2. Scenario 2: Distributed Trace Log Streamer

   • Auth and DB microservices ship logs to test-topic. A Log Concentrator filters and reports high-priority ERROR entries with correlation details, while skipping lower-priority telemetry logs.

3. Scenario 3: Audit Ledger and Event Sourcing

   • Financial ledger recording account opening, deposit, withdrawal, and transfer transactions. The ledger replays these events chronologically to reconstruct exact, up-to-date bank account balances.

4. Scenario 4: High-Throughput IoT Telemetry Processing

   • Sensors emit temperature readings. A streaming analytics consumer monitors temp statistics, calculates rolling averages, and fires warnings when temperatures exceed threshold safety margins.

5. Scenario 5: Broker Topology & Protocols Audit

   • Directly queries the broker for its API support protocols and discovers leader/replica metadata for all partition configurations on multi-partition-topic (3 partitions).

---

📊 Network Execution Breakdown (Client vs. Broker Logs)

The binary protocol exchanges between the Bun TypeScript client and the Go broker align with 100% precision. Below is the mapping of network frames recorded on the broker console alongside the client runner:

Client Side Output:

$ bun run examples.ts

🏁 Starting Kafka Client Advanced Scenarios Demonstration Suite...

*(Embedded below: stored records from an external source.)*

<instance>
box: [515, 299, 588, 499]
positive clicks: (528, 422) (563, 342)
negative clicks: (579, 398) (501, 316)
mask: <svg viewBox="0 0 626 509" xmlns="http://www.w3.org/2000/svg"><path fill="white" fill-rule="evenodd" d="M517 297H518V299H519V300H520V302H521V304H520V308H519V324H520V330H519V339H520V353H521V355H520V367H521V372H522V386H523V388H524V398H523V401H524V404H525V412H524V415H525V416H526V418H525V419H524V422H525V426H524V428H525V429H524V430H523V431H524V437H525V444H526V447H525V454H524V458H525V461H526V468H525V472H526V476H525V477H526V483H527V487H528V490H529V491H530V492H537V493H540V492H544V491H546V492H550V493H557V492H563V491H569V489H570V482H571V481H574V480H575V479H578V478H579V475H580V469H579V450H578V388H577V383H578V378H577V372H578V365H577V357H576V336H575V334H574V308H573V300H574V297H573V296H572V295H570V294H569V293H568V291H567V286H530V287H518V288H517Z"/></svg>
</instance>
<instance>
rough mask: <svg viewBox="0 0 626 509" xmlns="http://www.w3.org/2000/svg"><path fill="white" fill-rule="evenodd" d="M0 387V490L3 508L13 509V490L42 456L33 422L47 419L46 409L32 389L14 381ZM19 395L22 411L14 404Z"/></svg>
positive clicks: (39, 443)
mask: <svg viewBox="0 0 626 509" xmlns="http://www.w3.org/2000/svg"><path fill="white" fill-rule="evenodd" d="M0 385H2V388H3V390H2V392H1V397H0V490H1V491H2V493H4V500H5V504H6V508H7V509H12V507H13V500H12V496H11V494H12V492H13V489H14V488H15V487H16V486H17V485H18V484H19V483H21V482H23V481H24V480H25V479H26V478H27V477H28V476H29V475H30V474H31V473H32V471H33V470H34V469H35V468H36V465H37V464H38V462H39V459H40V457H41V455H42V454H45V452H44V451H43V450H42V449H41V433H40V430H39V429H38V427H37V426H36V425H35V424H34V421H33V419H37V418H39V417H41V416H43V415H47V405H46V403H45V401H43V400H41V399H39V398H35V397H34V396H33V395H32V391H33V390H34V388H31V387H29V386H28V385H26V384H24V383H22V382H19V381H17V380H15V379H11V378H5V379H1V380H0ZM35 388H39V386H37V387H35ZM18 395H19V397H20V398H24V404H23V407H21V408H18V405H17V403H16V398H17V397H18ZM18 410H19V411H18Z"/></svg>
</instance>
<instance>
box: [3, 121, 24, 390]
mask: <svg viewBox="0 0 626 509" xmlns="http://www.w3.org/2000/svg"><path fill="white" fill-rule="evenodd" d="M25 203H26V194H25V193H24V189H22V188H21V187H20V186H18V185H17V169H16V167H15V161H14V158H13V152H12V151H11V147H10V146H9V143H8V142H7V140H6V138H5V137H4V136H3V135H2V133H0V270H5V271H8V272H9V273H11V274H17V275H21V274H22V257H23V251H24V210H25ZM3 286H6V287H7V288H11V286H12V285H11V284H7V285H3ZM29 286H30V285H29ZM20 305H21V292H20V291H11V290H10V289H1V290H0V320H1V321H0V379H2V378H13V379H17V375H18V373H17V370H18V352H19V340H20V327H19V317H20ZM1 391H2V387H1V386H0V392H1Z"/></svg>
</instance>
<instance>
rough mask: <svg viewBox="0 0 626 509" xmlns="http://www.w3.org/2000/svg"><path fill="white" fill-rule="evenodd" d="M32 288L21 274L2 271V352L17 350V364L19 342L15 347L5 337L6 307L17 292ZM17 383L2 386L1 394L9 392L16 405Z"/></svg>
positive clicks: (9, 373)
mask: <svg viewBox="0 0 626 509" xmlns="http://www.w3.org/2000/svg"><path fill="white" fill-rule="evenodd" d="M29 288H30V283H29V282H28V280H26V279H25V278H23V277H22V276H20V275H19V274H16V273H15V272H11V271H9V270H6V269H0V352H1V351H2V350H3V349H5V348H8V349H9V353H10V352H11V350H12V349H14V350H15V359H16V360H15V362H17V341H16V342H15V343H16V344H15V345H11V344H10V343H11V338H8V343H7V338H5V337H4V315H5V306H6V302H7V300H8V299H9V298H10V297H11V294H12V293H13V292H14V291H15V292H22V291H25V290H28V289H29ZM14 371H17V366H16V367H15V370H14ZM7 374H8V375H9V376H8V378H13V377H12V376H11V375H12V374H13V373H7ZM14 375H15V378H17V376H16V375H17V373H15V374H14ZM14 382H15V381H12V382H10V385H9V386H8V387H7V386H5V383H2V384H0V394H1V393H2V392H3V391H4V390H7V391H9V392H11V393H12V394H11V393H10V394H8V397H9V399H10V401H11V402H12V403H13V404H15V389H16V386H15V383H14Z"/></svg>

================================================================================
 🚀 Scenario 1: E-Commerce Microservices Event Saga
================================================================================
  [Setup] Topic starting high-water mark offset is: 62

👉 Step 1: Order Service placing customer orders
  ✅ Order Placed -> ORD-101 (Customer: Alice) | Offset: 62
  ✅ Order Placed -> ORD-102 (Customer: Bob) | Offset: 63
  ✅ Order Placed -> ORD-103 (Customer: Charlie) | Offset: 64
  [Demo] Injecting a corrupted poison-pill event to demonstrate system resilience...

👉 Step 2: Payment Service reacting to orders & processing credit cards
  💳 Processing payment for order ORD-101 ($129.98)
     ↳ Transact success: TXN-719276 | Produced to 'test-topic' Offset: 66
  💳 Processing payment for order ORD-102 ($449.99)
     ↳ Transact success: TXN-343540 | Produced to 'test-topic' Offset: 67
  💳 Processing payment for order ORD-103 ($39.5)
     ↳ Transact success: TXN-410569 | Produced to 'test-topic' Offset: 68

👉 Step 3: Notification Service compiling records for checkout status updates
  ✉️  Email Alert Sent: "Hey customer, payment for order ORD-101 was processed successfully (Txn: TXN-719276)!"
  ✉️  Email Alert Sent: "Hey customer, payment for order ORD-102 was processed successfully (Txn: TXN-343540)!"
  ✉️  Email Alert Sent: "Hey customer, payment for order ORD-103 was processed successfully (Txn: TXN-410569)!"

... [All scenarios completed successfully without errors]

Broker Side Network Trace:

2026/05/28 17:09:02 client connected: 127.0.0.1:57540 (active: 1)
2026/05/28 17:09:02 client connected: 127.0.0.1:57541 (active: 2)
2026/05/28 17:09:02 client connected: 127.0.0.1:57542 (active: 3)
2026/05/28 17:09:02 request: api=1 version=13 correlation=1 client=order-service
2026/05/28 17:09:02 request: api=0 version=9 correlation=1 client=order-service  (Produce x4)
2026/05/28 17:09:02 request: api=1 version=13 correlation=1 client=payment-service (Fetch orders)
2026/05/28 17:09:02 request: api=0 version=9 correlation=1 client=payment-service  (Produce Txn events)
2026/05/28 17:09:02 request: api=1 version=13 correlation=1 client=notification-service (Fetch updates)
...

• API Key 0 (Produce): Used to write events durably to disk.
• API Key 1 (Fetch): Used to read/poll new records starting at the computed watermark.
• API Key 18 (ApiVersions) & API Key 85 (DescribeTopicPartitions): Used in topology discovery to audit leader brokers and mapping states.

Limitations (V1)

• No replication or Raft consensus
• No consumer groups
• No transactions or exactly-once semantics
• No TLS/SASL authentication
• No compression support
• No log compaction
• Single-segment per partition (no rolling segments)
• Topics must be pre-registered at startup